八眼狮王——巩衢虎,一个震慑六道的霸名。

凡人不是因为他是一只老虎而害怕。

道众亦不是因为他的雄狮真相而畏惧。

巩衢虎其实是一只狮虎兽。

而他,真正骇人的地方,也远不止表面上的威武。

妖类是一个奉强为尊的群体。

他们不似人类当中的正派门第。

人类中间,那些正派人士,总是希望每个人能像他们一样步入正道,但又从来不给予别人机会。

“大部分”的“他们”本身已是成名人物,而且倚据实力帮系为后盾,一举一动皆是令人瞩目的“义举”!而那些“弱者”只配瞻仰崇敬,为“他们”鼓掌欢呼!“他们”在享受“名望”的同时却又变得极为吝啬。对待“新人”,“某”些“正派人士”何曾伸手提携?哪时,容忍过超越自己的存在出现?

于是!

“他”!

在那一刻应运而生!

一只妖类,被大道上的人类所不屑的种族。

一夜间杀入“京城”!

凡人的守备队和军事武装,到了“他”面前,可笑的犹只!千纸鹤的分量。

卫道之士原先多方援助,可在“他”杀至手“软”的时候,都成了“软”蛋!

年轻的“他”,杀人不为其他,“他”只想一战成“名”。即便后来人尸成海,残肢堆山令“他”虚脱而亡。当时的“他”,认为“也值了”。

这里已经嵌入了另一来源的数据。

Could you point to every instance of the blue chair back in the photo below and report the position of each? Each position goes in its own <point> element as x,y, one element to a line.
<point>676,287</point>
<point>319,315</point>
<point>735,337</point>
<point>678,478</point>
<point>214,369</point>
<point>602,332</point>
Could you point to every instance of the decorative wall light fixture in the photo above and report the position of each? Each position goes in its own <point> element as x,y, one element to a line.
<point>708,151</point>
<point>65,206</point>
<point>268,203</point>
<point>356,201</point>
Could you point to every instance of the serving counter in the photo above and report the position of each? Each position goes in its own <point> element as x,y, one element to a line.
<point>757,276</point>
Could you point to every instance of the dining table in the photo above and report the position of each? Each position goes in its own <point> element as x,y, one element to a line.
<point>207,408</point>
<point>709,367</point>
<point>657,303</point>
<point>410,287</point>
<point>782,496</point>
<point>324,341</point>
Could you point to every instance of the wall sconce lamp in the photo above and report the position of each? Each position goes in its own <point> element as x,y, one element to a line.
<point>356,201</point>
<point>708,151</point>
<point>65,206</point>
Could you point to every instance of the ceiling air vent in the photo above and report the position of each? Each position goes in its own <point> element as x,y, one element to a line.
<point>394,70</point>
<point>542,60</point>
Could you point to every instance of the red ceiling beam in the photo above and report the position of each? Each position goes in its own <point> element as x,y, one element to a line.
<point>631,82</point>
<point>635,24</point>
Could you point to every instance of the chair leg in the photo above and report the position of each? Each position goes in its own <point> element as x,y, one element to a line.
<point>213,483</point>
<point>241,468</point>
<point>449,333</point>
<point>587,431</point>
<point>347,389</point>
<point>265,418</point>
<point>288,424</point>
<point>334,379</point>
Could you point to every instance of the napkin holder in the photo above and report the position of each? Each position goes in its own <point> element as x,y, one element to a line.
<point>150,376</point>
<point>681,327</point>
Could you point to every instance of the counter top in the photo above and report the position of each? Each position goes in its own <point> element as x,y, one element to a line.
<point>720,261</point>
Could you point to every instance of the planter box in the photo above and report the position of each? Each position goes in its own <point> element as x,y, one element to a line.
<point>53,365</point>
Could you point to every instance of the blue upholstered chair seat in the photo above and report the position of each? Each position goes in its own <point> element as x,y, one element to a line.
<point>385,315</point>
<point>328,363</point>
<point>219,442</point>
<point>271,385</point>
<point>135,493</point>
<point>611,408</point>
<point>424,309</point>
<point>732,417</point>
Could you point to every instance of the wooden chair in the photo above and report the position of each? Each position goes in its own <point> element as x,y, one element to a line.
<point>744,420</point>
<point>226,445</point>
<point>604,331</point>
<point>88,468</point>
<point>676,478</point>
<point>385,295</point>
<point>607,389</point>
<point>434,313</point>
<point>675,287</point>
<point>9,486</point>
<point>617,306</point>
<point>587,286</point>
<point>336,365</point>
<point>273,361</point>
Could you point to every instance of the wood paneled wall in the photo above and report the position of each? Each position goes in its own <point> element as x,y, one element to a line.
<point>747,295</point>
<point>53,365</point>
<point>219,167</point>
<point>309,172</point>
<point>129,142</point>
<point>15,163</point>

里三层,外三层。上万的人类死者,不管是普通老百姓、军政大要员,还是界中好身手,靠近“他”的人交战绝不超过两个回合,除死无方。

那一夜,直到黎明。

“他”的“霸名”亦跟着“他”慑人的妖气,在界内被公认。让傻不愣登高高在上的各集名宿心寒胆碎。

后来,国家由于虚荣的面子问题不能出手,啻好诚请妖皇出面。一夜杀孽!才得!安抚。

但如此一来,颜面的保存加上善后的禁言封杀令。

“凡人”们永远只记得“他”现在的称呼。只有少数参与当年一战的“幸存者”,提到那四个字还会因为源自心灵深处无法彻底抹去的惊恐而大小便失禁!

所以,徐艮尧因为没有搅入当年的“一夜杀孽”,在其第一次听说八眼狮王时,亦啻是简简单单的怔愕了一下。然而此际,包括孤狼王——王良古,两个人都被置入死亡的深壑。

站在两个人类面前的。

已不是傻呵呵的暴食老虎精。

也不是心疼影子妖被创而怒焰三丈的狮子身。

在徐艮尧和王良古眼前的!

是于印堂和心坎各竖开一眼的!

八眼狮王!

“徐艮尧!”孤狼王从容如前,没有半分惧骇。

可是!“伙伴”的瞳孔已撑得老大老大,死亡分明没有靠近,他的生气却在逐渐溃散。

“徐艮尧!”王良古试图“叫醒”落入恐怖幽渊的同伴,“徐!艮!尧!咳!”

巩衢虎闭着与生俱来的那对眼睛。一上一下的兽瞳遽然一收,“受制者”立即气息不畅。

羖精——杨柏桦安妥好队伍里的伤员,跛着脚边走边道:“说,谁给你们的消息!?”

“徐艮尧啊!”孤狼王根本不理会随时可以杀死自己的妖类。趁着对方让自己答话的空暇,王良古快速吼道:“我们被出卖了!”

“出卖了?”人类有时就是如此的贱鄙。面临真正的威胁或挫折,总是会找到最好的借口来自我安慰。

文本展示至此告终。